A recent article in the NY Times, New York Congregation Owns Oldest Synagogue in the U.S., 180 Miles Away, Court Rules, reports that a federal appeals court has ruled that Shearith Israel in New York actually owns the Touro Synagogue building in Newport. Shearith Israel, founded in Manhattan in 1654, is the oldest congregation. Touro Synagogue, in Newport, R.I., built in 1763, is the oldest synagogue building. Justice David H. Souter, the retired associate justice of the Supreme Court, wrote the opinion in Congregation Jeshuat Israel v. Congregation Shearith Israel for the First Circuit Court of Appeals in Boston. In it, he overturned a district-court ruling that the congregation that has worshiped for more than 130 years in the Touro Synagogue building, Jeshuat Israel, had control over the building and its objects. Now, what may be the country’s most historic synagogue building is officially owned by a group 180 miles away.
Shearith Israel was founded in the Colonial period by 23 Spanish and Portuguese Jews in what is now Lower Manhattan. Since 1897, the Orthodox congregation has met in a Tiffany-designed neo-Classical building on 70th Street and Central Park West.

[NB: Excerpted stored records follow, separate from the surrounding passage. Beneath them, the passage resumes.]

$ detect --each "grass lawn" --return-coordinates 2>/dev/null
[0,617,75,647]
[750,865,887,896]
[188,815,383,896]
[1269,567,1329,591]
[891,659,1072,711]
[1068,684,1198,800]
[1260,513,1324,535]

When Newport’s Jews faced persecution during the American Revolution, they fled the town and the synagogue building, many for New York. Without a congregation in Newport, Shearith Israel took control of the synagogue. Shearith Israel was historically Sephardic, while Jeshuat Israel was mostly Ashkenazi. Justice Souter reversed the trial judge order that sided with Jeshuat Israel. See earlier BLS Library blog post here. The three-judge panel of the 1st U.S. Circuit Court of Appeals relied on contract law and looked at the 1903 agreement and other contracts as it would in any other civil law case. Justice Souter put it delicately: “These are circumstances in which we think that the First Amendment calls for a more circumscribed consideration of evidence than the trial court’s plenary enquiry into centuries of the parties’ conduct by examining their internal documentation that had been generated without resort to the formalities of the civil law.”
Touro Synagogue holds an important place in the history of the nation’s commitment to religious liberty. In 1790, George Washington visited Touro and sent a letter to the congregation pledging America’s commitment to religious liberty. See the letter from Moses Seixas to President George Washington and the response from President Washington, both well worth the reading. Seixas was a first generation Jewish-American whose parents migrated from Lisbon, Portugal, to Newport. Seixas rose to prominence as warden of Newport’s Touro Synagogue of Congregation Jeshuat Israel.